In the Rangers clubhouse, there are boxes of champagne waiting to be opened and plastic tarps ready to be spread. In Rangers Ballpark, there is a record crowd of 51,746 waiting, hoping and wishing to see the first playoff clincher in Texas history.
On the field, there are two outs in the eighth. John Jaso is on deck and Rangers manager Ron Washington makes the curious decision to bring in closer Neftali Feliz to face Jason Bartlett. Even though the score is tied. Even though Texas has only one more arm in the bullpen.
"I was surprised. I mean, I can understand what their manager is thinking," Jaso said. "But, yeah, I was pretty surprised to see him."
• • •
The first pitch is a 96 mph fastball. Jaso watches it go past for a called strike.
This wasn't necessarily his plan. He wasn't shocked to see a fastball, and the pitch was pretty much in the heart of the strike zone. The problem is he felt his timing was a little bit off as he geared up to swing.
"I was thinking swing all the way, but even if it's a grooved pitch, if I feel my timing is off any little bit early in the count, then I'll take the pitch because I don't want to put a bad swing on it at that point," Jaso said. "Hitting is all about timing, and my timing wasn't on for that pitch."
He has fewer career at-bats than anyone in the Rays lineup in Game 3, but he is also the only hitter on the team with fewer strikeouts than walks. Jaso brings a thinking man's approach to the plate. He draws walks, but that's not necessarily his goal. He works the count, looking for the pitch he can drive.
"I'm biased, but you're going to be hard-pressed to find a rookie in the game that works at-bats the way he does," hitting coach Derek Shelton said. "He never panics if he gets down 0-2 in the count."
• • •
The second pitch is the one Jaso wants. Another 96 mph fastball in the middle of the plate.
His timing is nearly perfect. His swing is graceful and level. His bat connects … and the ball is fouled off.
"I had a pretty healthy cut," Jaso said. "That was a pitch I should have handled."
Jaso is now in an 0-and-2 hole with the go-ahead run on second base.
Yet he refuses to go completely into survival mode. If he's worried about being defensive, he won't get a good swing. So he's focused instead on simply taking the ball back through the middle.
The third pitch is up to 98 mph and a little higher in the strike zone. He fouls it off again.
"I was just happy to get a piece of it," Jaso said.
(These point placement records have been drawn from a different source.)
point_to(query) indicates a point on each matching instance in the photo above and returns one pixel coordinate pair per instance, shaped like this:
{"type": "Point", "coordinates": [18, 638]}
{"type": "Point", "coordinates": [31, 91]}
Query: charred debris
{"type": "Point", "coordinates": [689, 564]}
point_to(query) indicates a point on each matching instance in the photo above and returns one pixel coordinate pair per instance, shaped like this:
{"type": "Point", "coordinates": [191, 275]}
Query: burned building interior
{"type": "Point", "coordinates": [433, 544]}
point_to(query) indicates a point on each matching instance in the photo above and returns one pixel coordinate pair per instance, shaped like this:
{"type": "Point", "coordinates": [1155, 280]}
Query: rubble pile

He has now seen 96, 96 and 98. Jaso is expecting another fastball. Feliz instead throws an 82 mph slider. And the guy who was sent to Durham in April for his eighth minor-league season, keeps his bat back for a fraction of a second to adjust then hits a soft liner up the middle. Peña races around from second base, and the Rays have their first lead in the division series.
"It was hard to adjust, but luckily he got it a little up and over the plate. If it was down in the dirt, I was probably swinging over it and striking out," Jaso said.
• • •
The difference is in perception.
The Rays are still facing a must-win situation in Game 4 today, but you wonder if the Rangers don't feel the same way.
If Texas does not win this afternoon, the Rangers have to get back on a plane and return to Tampa Bay. It isn't quite as dire as what the Rays face, but the idea of trying to avoid a winner-takes-all game at Tropicana Field has to ratchet up the pressure to some degree.
After all, the Rangers had this series won. They dominated the first two games and were a handful of outs away from advancing to the American League Championship Series for the first time in franchise history.
For their first 252/3 innings, the Rangers had given up one home run and a grand total of three runs.
Beginning with Jaso's RBI single, the Rangers surrendered two homers and three more runs in 11/3 innings.
"Jaso's hit jumpstarted the whole group," said executive vice president Andrew Friedman. "You saw a lot more enthusiasm from the bench. The emotions were there for everybody. What it really showed was the character of the group."